Потом они все расселись — Кулябкин на подоконнике, Верочка на топчане, устало и почти безразлично глядели на больного.
Юраша придерживал пальцем маску. Дыхательный мешок сокращался.
Дверь распахнулась. Напирающие сзади водители втиснули в комнату девушку-фельдшера.
— Все? — едва слышно спросила она.
— Чего — все? — пожал плечами Юраша. — Жив он. У нас так просто не умирают, профессор.
Издалека было видно, как раскрываются впереди ворота автобазы. Володя поплевал на руки, натянул почти на глаза кепку. Машина мягко сошла с места.
Вскрик сирены пугнул ночную тишину гаража. «Раф» выкатился на шоссе.
— Так и дави, — приказал Юраша. — Теперь твоя работа. На милиционеров внимания не обращай.
— Не учи ученого, — огрызнулся Володя. — Моя «машка» не первый день замужем. Как там кореш?
— Нормально, — сухо сказал Юраша. — И давай уж без этого, без лишних слов…
Верочка нажимала на зуммер рации, вызывала диспетчера.
— «Рефлекс», «рефлекс»! — кричала она. — Восемнадцатая станция, сто третья машина. Больной после клинической смерти. Предупредите реанимацию.

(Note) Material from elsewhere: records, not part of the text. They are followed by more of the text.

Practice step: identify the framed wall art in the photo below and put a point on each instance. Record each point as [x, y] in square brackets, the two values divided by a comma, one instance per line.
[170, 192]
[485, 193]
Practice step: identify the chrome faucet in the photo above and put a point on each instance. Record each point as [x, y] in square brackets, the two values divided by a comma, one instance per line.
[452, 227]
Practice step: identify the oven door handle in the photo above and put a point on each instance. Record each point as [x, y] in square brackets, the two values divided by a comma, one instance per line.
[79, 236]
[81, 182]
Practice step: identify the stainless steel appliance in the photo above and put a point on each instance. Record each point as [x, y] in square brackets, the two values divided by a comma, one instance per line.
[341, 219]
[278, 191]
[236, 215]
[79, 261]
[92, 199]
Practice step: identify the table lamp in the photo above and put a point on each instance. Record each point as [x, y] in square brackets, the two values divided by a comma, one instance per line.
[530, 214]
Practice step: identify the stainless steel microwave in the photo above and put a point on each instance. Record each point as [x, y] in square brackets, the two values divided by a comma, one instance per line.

— У Кулябкина после клинической, — повторила кому-то диспетчер. Потом полюбопытствовала: — А сколько больному лет?
— Сорок.
— Ба-тюшки!
— Ну и трепачи, — сурово осудил Юраша.
Кулябкин следил, как ритмично наполняется мешок кислородного ингалятора. Пиджак и халат лежали у него на коленях, а галстук торчал из кармана. «В больнице снимем повторно кардиограмму, поглядим результаты». Потом он подумал, что, наверное, в приемном покое уже заземлен лифт и все врачи в сборе.
— Как пульс? — перебил его мысли Юраша.
— Девяносто.
— Так держать, — немного торжественно приказал Юраша.
Володя дал снова сирену, и машина, мягко шурша, пролетела под красный.
— После такой работы, — мечтательно сказал Юраша, — я бы молока давал за вредность или прибавлял бы день к отпуску.
— Будешь министром — прибавишь, — сказал Кулябкин.
— Возможно, — согласился Юраша.
— А я, — вздохнула Верочка, — хотя бы два часа на вызов не посылала, дала бы отдохнуть людям.
— Мелко мыслишь, — сказал Юраша. — День к отпуску лучше. Тем более я еще не устал.
Он приподнял руку, дождался встречного фонаря и осветил в окне циферблат своих часов.
— Ого! — поразился он. — Двенадцать ночи! Вот видишь, — сказал Юраша Верочке. — Осталась ерунда, каких-то девять часов до конца дежурства.
1972
АБСОЛЮТНЫЙ СЛУХ
Глава первая
МАРИЯ НИКОЛАЕВНА
— Внимание! Внимание! Граждане пассажиры, — похрипывает под потолком вагонное радио, — наш поезд идет с двухчасовым опозданием.
Мой молчаливый сосед иронически улыбается. «Ну конечно же, опаздываем», — как бы подтверждает его многозначительный взгляд.
В течение всего утра он не произнес ни слова, но у меня такое ощущение, что это самый разговорчивый человек в купе. После каждой фразы, сказанной кем-нибудь из попутчиков, он ухмыляется, поджимает губы, выражая свое несогласие.
Первым не выдерживает немолодой, коротко подстриженный седой мужчина с красным, видимо когда-то обожженным лицом. Он тяжело поднимается и, припадая на левую ногу, выходит в коридор, где у окна стоит мой девятилетний сын.
— Покурим? — Мужчина озорно подмигивает Вовке.